Therapie im Maßregelvollzug? Fehlanzeige!

MAGDEBURG (zie). Von gravierenden Mängeln bei der Versorgung psychisch Kranker ist im jüngsten Bericht des Landespsychiatrieausschusses die Rede, der Ende September im Landtag Sachsen-Anhalt präsentiert wurde. In der Kritik steht vor allem die Forensische Psychiatrie im Maßregelvollzug Uchtspringe, Landkreis Stendal und abgeschwächt auch in Bernburg.

"Die Bilanz", so Dr. Bernd Langer, Ausschussvorsitzender und Chefarzt des Psychiatriezentrums der Arbeiterwohlfahrt in Halle, "ist skandalös". Trotz Lockerungsstufe würden Patienten nur einmal im Monat ausgeführt, Therapiegespräche seien aufgrund des Personalmangels nur alle 14 Tage möglich. Die Mitarbeiter selbst beklagten beim Besuch des Psychiatrieausschusses, dass Therapiestunden nicht mehr bedarfsgerecht angeboten werden können.

Bis zu 40 Patienten erhielten keine adäquate Ergotherapie, Resozialisierungsmaßnahmen seien auf ein Minimum beschränkt. Die Ursache liege vor allem im Personalmangel. So seien im Landesfachkrankenhaus für forensische Psychiatrie Uchtspringe, einer gemeinnützigen GmbH, über 70 Planstellen unbesetzt.

Die Mitglieder des Ausschusses sehen einen Zusammenhang mit politisch gewollten Sparmaßnahmen. "Weniger Personal, heißt weniger Therapie.

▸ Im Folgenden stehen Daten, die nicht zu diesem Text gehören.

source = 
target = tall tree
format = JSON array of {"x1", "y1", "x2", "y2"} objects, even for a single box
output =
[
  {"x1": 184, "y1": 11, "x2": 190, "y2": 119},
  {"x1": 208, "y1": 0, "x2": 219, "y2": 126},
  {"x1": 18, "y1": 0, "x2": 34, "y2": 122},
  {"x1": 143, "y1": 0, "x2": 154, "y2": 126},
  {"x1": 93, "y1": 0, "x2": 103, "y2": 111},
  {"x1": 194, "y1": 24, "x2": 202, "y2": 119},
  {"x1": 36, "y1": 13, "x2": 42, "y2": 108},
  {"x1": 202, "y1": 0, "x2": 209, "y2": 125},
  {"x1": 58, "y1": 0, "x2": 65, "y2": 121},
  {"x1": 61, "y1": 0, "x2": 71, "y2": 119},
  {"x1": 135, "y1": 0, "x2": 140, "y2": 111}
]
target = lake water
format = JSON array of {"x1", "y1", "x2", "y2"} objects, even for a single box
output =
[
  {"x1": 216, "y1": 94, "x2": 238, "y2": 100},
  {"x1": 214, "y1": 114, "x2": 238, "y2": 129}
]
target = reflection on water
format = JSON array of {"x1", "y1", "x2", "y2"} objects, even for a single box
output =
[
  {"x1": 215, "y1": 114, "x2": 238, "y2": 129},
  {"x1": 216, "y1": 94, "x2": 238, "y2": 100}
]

In der Folge verlängert sich der Aufenthalt in der Einrichtung. Die Einsparungen kommen uns dann alle teuer zu stehen", resümiert Langer.

Heißer Tobak für Landessozialministerin Dr. Gerlinde Kuppe (SPD), die zwar Probleme einräumte, den Vorwurf, hier werde am falschen Platz gespart, jedoch energisch zurückwies. Der Auftrag des Maßregelvollzugs, psychisch kranke und suchtkranke Straftäter zu therapieren und zugleich sicher zu verwahren, werde in Sachsen-Anhalt verlässlich umgesetzt. Aus Ministeriumssicht gebe es bei der Besetzung von freien Stellen zwar immer wieder Engpässe, doch habe die Situation in diesem Jahr weitgehend entspannt werden können, so die Ministerin.